A senior councillor for a large city council elsewhere in England told me, “The amount each council will get won’t be a game changer for a lot of the worse-off councils.”

Councillors’ representatives were similarly lukewarm about the additional funding, highlighting that at best it would be a stopgap.

Tim Oliver, the chairman of the County Councils Network, said it “will go some way to easing the pressures”, while Sir Stephen Houghton, chairman of the Special Interest Group of Municipal Authorities, which represents urban councils, said it “shows that there is a growing understanding within the Government about the crisis in local government finances”.

Houghton added, “It is disappointing that the funding has only been announced at this late hour. More funding will be required to match the current level of demand-led pressures and stabilise the sector.”
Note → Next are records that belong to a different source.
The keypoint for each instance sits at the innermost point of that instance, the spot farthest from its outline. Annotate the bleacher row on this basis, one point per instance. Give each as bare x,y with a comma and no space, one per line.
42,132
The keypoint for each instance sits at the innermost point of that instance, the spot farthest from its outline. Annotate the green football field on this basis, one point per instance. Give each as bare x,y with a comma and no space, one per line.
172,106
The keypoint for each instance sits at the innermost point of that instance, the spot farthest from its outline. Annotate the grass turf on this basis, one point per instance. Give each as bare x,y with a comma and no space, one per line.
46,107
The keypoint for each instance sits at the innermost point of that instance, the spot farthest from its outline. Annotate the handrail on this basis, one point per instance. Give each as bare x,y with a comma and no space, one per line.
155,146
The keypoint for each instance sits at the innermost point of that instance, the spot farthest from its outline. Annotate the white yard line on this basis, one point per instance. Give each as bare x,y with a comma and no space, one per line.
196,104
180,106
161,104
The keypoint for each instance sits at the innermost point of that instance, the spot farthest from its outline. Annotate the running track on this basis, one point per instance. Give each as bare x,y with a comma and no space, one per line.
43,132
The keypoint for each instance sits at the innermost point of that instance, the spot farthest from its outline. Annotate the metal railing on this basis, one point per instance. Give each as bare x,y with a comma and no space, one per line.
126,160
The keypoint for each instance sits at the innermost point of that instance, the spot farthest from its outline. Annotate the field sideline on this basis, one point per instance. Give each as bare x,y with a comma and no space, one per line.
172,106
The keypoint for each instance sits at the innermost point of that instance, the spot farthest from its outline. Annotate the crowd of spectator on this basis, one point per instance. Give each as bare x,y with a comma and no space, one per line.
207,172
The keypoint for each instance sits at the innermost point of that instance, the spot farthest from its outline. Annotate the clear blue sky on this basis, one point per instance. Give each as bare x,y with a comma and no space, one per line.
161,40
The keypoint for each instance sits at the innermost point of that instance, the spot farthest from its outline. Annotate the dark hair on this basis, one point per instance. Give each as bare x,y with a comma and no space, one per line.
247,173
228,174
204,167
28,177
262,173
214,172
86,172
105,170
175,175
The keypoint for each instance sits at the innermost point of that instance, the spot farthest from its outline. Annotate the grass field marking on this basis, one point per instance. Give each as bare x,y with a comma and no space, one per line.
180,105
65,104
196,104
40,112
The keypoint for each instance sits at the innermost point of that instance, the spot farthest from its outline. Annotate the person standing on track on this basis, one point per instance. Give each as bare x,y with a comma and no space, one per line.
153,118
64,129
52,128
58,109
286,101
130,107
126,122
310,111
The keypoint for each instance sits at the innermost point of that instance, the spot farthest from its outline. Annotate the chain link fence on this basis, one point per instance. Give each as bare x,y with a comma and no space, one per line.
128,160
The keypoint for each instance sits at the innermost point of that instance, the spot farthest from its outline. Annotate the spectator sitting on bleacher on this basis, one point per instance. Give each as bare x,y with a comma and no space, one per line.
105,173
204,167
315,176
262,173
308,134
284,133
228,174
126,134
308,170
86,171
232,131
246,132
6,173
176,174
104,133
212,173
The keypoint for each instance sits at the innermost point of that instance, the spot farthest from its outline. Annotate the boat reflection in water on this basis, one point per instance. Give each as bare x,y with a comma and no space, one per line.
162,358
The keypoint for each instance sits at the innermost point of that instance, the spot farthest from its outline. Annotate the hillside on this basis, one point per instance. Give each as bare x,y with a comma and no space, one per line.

The Local Government Association estimates councils in England face a £1.6billion funding gap in 2024-2025, even with the additional funding announced.

‘Managing demand’ is a euphemism for failing people in need

While extra money for social care will be welcome – and is much needed – let’s put that in context for Croydon: in the current financial year (2023-2024), Croydon Council has cut £12million from its adult social care budget.

In the council’s budget webcast last month, Mayor Jason Perry’s cabinet member for finance, Jason Cummings, set out that adult social care would lose a further £5million from its budget in 2024-2025.

At best, the funding announced this week will only partly ameliorate the proposed cuts for this coming year. It’s something that Croydon’s councillors should scrutinise closely over the coming weeks.

The Croydon improvement and assurance panel report states: “The adult social care and health directorate has maintained the necessary progress in implementation of its ‘managing demand’ programme over the last 12 months. This has enabled the delivery of a balanced budget within 2022-2023, indeed bringing the financial year to an end with a small underspend.”

“Managing demand” is a euphemism for failing to deliver for people in need of care.

A “small underspend” presumably means that the council cut even more brutally than as proposed in the March 2023 budget.

So despite Michael Gove’s self-congratulation, nothing much has changed.

Council Tax-payers across Britain can expect to pay more and get less next year.